1) is not an option, because I started with this very simple one, but in the end the logic should be more advanced than just "count it" :-)
2) I yet thought about this possibility and did some quick tests but perhaps I have to do some more advanced because what I saw was that much of the original information gets lost in the SNMP Trap because it fires on the Infer Alert.
Hopefully this gets resolved very quickly, because we bought this software exactly because of this feature.... - I thought it is a standard feature and I didn't test it :-(
- ok, the feature is there - but it is not working ;-)
Now, that you are looking at this I will take the oportunity to point you on my feature request regarding the "Snmp Trap Action" I posted here:
It would be great if there would be (at least) one field where you could use the standard variables (e.g. UserLogonFailure.DetectionIP, UserLogonFailure.DetectionTime, etc.) and add them one behind the ohter (seperated by or added with any free text). Currently, if I drag and drop these vars from the left pain to the fields in the right pane, one var is substituted with the new one and not added (- which is clear for the existing fields!). Having this new field - being the same for all: Alerts (or Infer Alerts) and Actions, I myself can define which Information I want to keep and carry over to new Alerts or Actions.
In the end, its just one new field that I want (or a couple of these :-) ), like Info_1; Info_2; Info_3; ....
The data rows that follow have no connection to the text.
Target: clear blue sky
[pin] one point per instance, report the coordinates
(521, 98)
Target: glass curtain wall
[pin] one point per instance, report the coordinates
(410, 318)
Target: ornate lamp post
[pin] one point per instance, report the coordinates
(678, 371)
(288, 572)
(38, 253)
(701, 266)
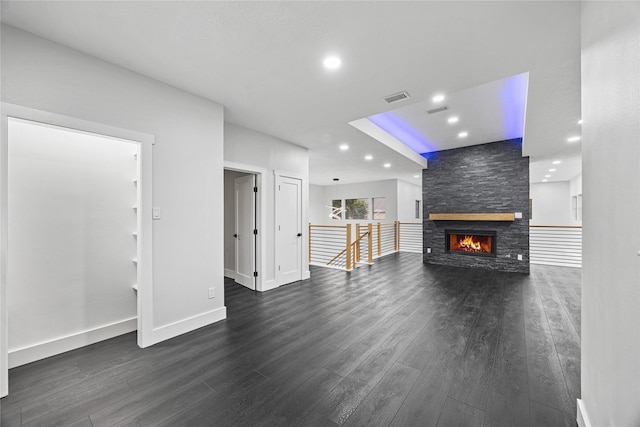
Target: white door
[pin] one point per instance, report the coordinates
(288, 230)
(245, 225)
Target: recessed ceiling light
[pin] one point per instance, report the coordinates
(332, 63)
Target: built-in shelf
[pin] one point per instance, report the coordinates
(473, 217)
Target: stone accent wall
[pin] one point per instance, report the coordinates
(487, 178)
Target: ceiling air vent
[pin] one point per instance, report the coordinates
(396, 97)
(437, 110)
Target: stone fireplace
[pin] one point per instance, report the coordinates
(481, 192)
(470, 242)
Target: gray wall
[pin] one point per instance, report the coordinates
(487, 178)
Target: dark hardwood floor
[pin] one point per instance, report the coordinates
(398, 343)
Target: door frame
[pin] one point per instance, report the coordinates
(145, 266)
(254, 226)
(304, 202)
(261, 220)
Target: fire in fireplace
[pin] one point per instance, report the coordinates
(471, 242)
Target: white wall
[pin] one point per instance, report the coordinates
(575, 186)
(254, 149)
(317, 210)
(407, 196)
(187, 163)
(70, 198)
(552, 204)
(230, 222)
(611, 173)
For Option #2, if you select the FailedAuthentication alert as your inferred alert, the fields should be nearly identical to the UserLogonFailure alert so you don't lose any field data (until you get to the SNMP step, which relates to your second point ).
Rule #1: 2 UserLogonFailures in 40 seconds, action Infer Alert, use FailedAuthentication (Generic > Security > Suspicious > AuthSuspicious > FailedAuthentication)
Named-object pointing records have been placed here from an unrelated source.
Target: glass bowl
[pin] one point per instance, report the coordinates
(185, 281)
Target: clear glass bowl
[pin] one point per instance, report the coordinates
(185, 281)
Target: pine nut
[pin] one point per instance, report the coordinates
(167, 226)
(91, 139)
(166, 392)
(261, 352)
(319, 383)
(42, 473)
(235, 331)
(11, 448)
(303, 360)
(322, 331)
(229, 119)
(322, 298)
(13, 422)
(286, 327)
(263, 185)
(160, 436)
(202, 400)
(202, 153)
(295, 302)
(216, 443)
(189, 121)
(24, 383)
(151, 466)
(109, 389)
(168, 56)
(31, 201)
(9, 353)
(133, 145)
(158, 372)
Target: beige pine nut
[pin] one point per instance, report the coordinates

Rule #2: FailedAuthentication exists (with criteria), action Send SNMP Trap
Thanks for the feedback on the Send SNMP/Infer actions. Something like what we do in Email Templates where you can concatenate free text with field data would definitely be useful.
I'll make sure your support case gets attached to the bug report.
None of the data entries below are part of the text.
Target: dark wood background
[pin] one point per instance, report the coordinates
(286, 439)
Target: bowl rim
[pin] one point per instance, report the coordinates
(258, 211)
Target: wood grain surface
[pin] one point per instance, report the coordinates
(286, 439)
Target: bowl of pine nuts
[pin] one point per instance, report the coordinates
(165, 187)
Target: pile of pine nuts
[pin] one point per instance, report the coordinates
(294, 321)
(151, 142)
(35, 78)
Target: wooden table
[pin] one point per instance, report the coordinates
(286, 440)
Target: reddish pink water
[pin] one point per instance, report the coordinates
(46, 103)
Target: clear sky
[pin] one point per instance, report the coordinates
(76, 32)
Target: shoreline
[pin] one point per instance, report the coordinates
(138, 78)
Currently I am still configuring my rules and correlations and just add an Infer Alert (beside the SNMP Trap Action) when need to see at least that the correlation is working.
And hopefully this bug is resolved very quickly and I just can go on and remove the Infer Alert from my rules and have the configuration working as needed..
I know the workaround is a little cumbersome, but I'm glad it's at least working. We are planning to resolve this issue in an upcoming hotfix (and certainly release). I'll close the loop here when that's available.